2. Die Karwoche führt uns zur Meditation über den Sinn des Kreuzes, in dem »die Offenbarung der erbarmenden Liebe ihren Höhepunkt erreicht« (vgl. Dives in misericordia
DM 8). Ganz besonders regt uns zu dieser Betrachtung das Thema dieses dritten Jahres der unmittelbaren Vorbereitung auf das Große Jubiläum des Jahres 2000 an: Gottvater. Sein unendliches Erbarmen hat uns gerettet. Um die Menschheit zu erlösen, hat er aus freiem Entschluß seinen eingeborenen Sohn dahingegeben. Wie sollte man ihm nicht danken? Die Geschichte wird erleuchtet und auf ihrem Weg geleitet durch das unvergleichliche Ereignis der Erlösung: Gott, der voll Erbarmen ist, hat durch das Opfer Christi seine unendliche Güte über jeden Menschen ausgeschüttet. Wie können wir auf angemessene Weise unsere Dankbarkeit ausdrücken? Wenn die Liturgie dieser Tage uns einerseits einen Dankeshymnus erheben läßt zum Herrn, dem Sieger über den Tod, fordert sie uns doch zugleich auf, alles aus unserem Leben zu entfernen, was uns daran hindert, Ihm gleichgestaltet zu werden. Wir betrachten Christus im Glauben und lassen die entscheidenden Augenblicke des von ihm bewirkten Heils an uns vorbeiziehen. Wir erkennen uns als Sünder an und bekennen unseren Undank, unsere Untreue und unsere Gleichgültigkeit gegenüber seiner Liebe. Wir bedürfen seiner Vergebung, die uns reinwäscht und uns stützt im Bemühen innerer Umkehr und steter Erneuerung im Geist.

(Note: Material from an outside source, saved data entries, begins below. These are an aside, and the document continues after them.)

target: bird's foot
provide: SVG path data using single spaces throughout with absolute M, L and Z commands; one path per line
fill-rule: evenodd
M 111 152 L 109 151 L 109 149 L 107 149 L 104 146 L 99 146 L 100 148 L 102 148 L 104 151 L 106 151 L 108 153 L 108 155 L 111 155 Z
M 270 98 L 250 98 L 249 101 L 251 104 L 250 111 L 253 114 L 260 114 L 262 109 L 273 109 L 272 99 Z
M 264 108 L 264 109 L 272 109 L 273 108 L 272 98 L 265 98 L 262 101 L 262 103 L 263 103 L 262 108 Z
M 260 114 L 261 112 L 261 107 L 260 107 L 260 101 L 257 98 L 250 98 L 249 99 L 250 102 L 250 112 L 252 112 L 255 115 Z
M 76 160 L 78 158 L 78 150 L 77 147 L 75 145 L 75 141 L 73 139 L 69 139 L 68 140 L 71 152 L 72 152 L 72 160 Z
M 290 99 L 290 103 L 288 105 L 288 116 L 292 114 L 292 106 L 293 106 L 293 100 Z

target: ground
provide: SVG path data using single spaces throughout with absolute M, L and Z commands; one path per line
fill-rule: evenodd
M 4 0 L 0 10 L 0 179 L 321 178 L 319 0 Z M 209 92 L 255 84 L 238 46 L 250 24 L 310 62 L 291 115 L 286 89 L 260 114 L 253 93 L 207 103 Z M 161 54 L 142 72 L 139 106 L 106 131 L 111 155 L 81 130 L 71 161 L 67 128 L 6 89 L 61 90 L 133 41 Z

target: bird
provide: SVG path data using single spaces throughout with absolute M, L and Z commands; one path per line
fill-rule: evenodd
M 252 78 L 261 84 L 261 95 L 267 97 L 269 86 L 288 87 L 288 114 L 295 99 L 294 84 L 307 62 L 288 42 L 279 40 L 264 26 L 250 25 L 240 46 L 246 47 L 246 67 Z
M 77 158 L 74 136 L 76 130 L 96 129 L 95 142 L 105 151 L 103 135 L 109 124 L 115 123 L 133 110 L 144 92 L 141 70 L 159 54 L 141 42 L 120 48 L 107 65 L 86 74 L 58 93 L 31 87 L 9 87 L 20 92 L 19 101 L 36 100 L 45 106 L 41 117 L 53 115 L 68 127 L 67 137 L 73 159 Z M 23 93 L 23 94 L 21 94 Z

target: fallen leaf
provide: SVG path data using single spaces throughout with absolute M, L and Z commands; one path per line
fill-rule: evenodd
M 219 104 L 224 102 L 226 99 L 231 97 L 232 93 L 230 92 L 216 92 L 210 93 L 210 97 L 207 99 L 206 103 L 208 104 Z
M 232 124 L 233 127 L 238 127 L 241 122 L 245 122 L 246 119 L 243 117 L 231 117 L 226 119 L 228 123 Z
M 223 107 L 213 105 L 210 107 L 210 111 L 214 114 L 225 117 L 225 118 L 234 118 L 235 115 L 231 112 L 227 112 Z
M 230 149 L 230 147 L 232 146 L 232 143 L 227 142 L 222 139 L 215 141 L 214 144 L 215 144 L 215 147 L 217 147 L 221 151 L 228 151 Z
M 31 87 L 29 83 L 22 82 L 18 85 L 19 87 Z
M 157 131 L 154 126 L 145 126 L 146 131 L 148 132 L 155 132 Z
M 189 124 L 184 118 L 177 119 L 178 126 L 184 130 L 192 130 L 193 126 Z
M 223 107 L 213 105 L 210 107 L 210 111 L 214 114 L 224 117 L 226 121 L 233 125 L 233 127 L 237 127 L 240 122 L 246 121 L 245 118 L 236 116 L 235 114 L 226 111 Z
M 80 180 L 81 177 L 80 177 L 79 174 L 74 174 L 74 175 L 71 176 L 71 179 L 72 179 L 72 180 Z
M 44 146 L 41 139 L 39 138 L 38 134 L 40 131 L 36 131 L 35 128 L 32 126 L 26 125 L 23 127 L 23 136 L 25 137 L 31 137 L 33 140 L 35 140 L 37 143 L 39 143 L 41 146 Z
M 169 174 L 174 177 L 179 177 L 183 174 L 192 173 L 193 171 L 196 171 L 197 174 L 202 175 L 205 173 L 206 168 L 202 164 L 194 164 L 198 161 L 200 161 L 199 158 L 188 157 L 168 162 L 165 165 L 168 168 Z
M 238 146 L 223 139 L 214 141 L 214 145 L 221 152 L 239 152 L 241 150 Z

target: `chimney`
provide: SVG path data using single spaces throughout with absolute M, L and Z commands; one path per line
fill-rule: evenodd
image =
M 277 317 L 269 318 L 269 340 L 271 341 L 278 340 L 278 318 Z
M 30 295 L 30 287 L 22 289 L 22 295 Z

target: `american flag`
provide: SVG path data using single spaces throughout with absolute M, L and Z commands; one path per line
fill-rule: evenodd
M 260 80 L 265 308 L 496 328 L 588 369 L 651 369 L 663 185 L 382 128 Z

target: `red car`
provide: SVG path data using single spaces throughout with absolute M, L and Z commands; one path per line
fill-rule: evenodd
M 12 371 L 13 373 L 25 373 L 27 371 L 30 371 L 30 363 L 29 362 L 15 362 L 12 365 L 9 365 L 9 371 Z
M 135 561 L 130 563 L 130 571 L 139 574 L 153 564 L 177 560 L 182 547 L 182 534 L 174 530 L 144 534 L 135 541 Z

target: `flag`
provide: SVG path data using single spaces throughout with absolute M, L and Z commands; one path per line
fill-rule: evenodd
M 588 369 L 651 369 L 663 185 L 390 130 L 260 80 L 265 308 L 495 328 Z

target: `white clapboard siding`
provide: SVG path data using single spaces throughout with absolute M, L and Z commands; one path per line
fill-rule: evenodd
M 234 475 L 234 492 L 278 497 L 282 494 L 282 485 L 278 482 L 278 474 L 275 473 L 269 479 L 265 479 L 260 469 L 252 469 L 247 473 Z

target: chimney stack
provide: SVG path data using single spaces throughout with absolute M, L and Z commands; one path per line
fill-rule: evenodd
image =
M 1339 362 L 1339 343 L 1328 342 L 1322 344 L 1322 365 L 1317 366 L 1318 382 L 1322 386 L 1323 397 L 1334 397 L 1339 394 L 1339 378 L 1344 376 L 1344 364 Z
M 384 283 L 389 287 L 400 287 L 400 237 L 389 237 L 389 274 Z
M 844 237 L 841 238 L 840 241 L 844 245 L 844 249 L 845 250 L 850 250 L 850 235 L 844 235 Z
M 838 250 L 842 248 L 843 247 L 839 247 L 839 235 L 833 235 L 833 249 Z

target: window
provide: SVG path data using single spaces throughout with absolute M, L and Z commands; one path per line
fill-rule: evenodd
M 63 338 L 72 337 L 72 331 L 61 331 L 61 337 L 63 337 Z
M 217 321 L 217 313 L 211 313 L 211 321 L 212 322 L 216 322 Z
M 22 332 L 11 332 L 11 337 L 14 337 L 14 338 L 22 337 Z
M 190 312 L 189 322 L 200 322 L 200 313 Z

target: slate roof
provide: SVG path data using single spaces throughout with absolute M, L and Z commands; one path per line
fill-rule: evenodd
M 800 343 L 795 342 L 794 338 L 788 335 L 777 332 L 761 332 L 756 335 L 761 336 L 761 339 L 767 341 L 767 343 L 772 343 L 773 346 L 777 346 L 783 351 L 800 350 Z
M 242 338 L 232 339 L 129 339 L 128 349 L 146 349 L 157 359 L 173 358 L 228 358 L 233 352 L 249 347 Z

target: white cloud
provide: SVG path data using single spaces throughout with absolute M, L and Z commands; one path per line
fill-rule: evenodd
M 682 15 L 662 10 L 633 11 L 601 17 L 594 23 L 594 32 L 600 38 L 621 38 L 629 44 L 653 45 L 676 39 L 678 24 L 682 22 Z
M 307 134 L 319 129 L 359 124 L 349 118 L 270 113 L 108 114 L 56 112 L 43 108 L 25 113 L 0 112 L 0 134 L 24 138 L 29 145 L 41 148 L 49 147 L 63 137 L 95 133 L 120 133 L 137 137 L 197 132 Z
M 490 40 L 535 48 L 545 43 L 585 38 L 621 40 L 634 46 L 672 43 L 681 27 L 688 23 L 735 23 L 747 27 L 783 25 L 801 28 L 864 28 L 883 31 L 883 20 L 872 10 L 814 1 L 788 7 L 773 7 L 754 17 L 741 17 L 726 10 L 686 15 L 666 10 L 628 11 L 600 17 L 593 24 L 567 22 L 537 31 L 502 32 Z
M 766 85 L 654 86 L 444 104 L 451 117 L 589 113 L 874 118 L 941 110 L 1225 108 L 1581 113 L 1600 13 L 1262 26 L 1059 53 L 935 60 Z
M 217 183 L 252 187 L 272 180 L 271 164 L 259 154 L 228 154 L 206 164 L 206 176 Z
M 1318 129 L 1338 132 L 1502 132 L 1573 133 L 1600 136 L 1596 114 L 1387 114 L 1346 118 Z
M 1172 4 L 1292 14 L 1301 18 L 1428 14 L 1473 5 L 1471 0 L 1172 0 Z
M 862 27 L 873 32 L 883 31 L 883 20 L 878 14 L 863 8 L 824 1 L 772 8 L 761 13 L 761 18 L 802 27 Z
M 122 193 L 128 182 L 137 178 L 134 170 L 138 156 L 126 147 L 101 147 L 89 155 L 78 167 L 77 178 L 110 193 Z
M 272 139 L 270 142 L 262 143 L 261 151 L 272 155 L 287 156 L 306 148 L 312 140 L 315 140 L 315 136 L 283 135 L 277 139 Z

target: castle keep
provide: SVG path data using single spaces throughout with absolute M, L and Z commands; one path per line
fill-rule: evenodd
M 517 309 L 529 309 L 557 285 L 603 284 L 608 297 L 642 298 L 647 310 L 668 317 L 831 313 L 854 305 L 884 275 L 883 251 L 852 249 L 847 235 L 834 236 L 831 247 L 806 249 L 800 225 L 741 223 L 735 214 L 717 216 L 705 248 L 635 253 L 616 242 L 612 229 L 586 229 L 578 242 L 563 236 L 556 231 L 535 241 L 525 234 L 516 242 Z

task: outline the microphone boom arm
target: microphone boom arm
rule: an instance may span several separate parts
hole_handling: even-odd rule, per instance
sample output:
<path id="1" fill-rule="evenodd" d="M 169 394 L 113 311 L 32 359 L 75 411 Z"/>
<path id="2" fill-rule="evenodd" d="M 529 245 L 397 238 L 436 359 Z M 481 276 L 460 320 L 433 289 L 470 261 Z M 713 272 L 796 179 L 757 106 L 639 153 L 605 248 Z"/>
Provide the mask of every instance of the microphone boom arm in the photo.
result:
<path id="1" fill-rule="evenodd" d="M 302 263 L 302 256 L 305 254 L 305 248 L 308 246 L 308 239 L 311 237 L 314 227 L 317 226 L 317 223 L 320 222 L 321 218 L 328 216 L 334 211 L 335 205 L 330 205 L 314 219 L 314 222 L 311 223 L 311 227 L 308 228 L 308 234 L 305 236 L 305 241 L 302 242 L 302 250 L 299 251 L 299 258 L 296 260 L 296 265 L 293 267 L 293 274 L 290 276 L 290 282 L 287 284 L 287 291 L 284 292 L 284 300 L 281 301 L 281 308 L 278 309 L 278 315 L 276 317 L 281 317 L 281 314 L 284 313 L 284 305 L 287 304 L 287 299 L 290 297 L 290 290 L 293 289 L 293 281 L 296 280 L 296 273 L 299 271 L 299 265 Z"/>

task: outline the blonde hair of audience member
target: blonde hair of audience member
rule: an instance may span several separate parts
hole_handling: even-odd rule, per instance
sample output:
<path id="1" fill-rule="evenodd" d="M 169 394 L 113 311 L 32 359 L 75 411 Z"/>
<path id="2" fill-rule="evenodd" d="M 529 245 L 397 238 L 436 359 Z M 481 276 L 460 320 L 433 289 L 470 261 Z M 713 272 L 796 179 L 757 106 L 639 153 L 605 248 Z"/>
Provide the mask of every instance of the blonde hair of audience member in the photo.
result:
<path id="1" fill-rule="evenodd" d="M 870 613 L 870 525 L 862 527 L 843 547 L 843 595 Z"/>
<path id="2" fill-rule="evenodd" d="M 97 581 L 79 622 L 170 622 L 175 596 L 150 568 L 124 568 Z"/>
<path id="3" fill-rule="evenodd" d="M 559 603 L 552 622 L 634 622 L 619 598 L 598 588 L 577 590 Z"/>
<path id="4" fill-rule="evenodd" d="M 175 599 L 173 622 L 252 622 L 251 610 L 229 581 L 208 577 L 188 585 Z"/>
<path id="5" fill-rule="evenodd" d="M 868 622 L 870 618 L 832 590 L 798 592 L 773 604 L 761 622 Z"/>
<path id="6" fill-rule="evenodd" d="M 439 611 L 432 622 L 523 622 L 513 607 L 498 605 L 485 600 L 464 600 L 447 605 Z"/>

3. »Gott, sei mir gnädig nach deiner Huld, tilge meine Frevel nach deinem reichen Erbarmen! Wasch meine Schuld von mir ab, und mach mich rein von meiner Sünde!« (Ps 51,3-4). Diese Worte, die wir am Aschermittwoch gebetet haben, haben uns auf dem ganzen Weg durch die Fastenzeit begleitet. Sie hallen mit besonderer Eindringlichkeit in uns wider beim Herannahen der heiligen Tage, in denen das außerordentliche Geschenk der Sündenvergebung, das Christus uns am Kreuz erworben hat, uns neu geboten wird. Wie sollten wir vor dem Gekreuzigten, dem beredten Anruf des göttlichen Erbarmens, nicht unsere Sünden bereuen und zur Liebe umkehren? Wie sollten wir anderen zugefügtes Unrecht nicht konkret wiedergutmachen und unehrlich erworbenes Gut nicht zurückerstatten? Vergebung erfordert konkrete Gesten: Die Reue ist nur dann aufrichtig und wirksam, wenn sie sich in greifbaren Taten der Umkehr und gerechten Wiedergutmachung niederschlägt.

4. »Gott, hilf mir in deiner Treue!« So läßt uns heute die Liturgie vom Mittwoch in der Karwoche beten, die bereits ganz auf die Heilsereignisse ausgerichtet ist, die wir in den kommenden Tagen feiern werden. Wenn wir heute das Evangelium nach Matthäus vom Paschamahl und dem Verrat des Judas lesen, denken wir bereits an die feierliche Messe vom Letzten Abendmahl, bei der wir morgen abend der Einsetzung des Priesteramts und der Eucharistie sowie des »neuen« Gebots brüderlicher Liebe, das der Herr uns am Abend vor seinem Tod hinterlassen hat, gedenken werden.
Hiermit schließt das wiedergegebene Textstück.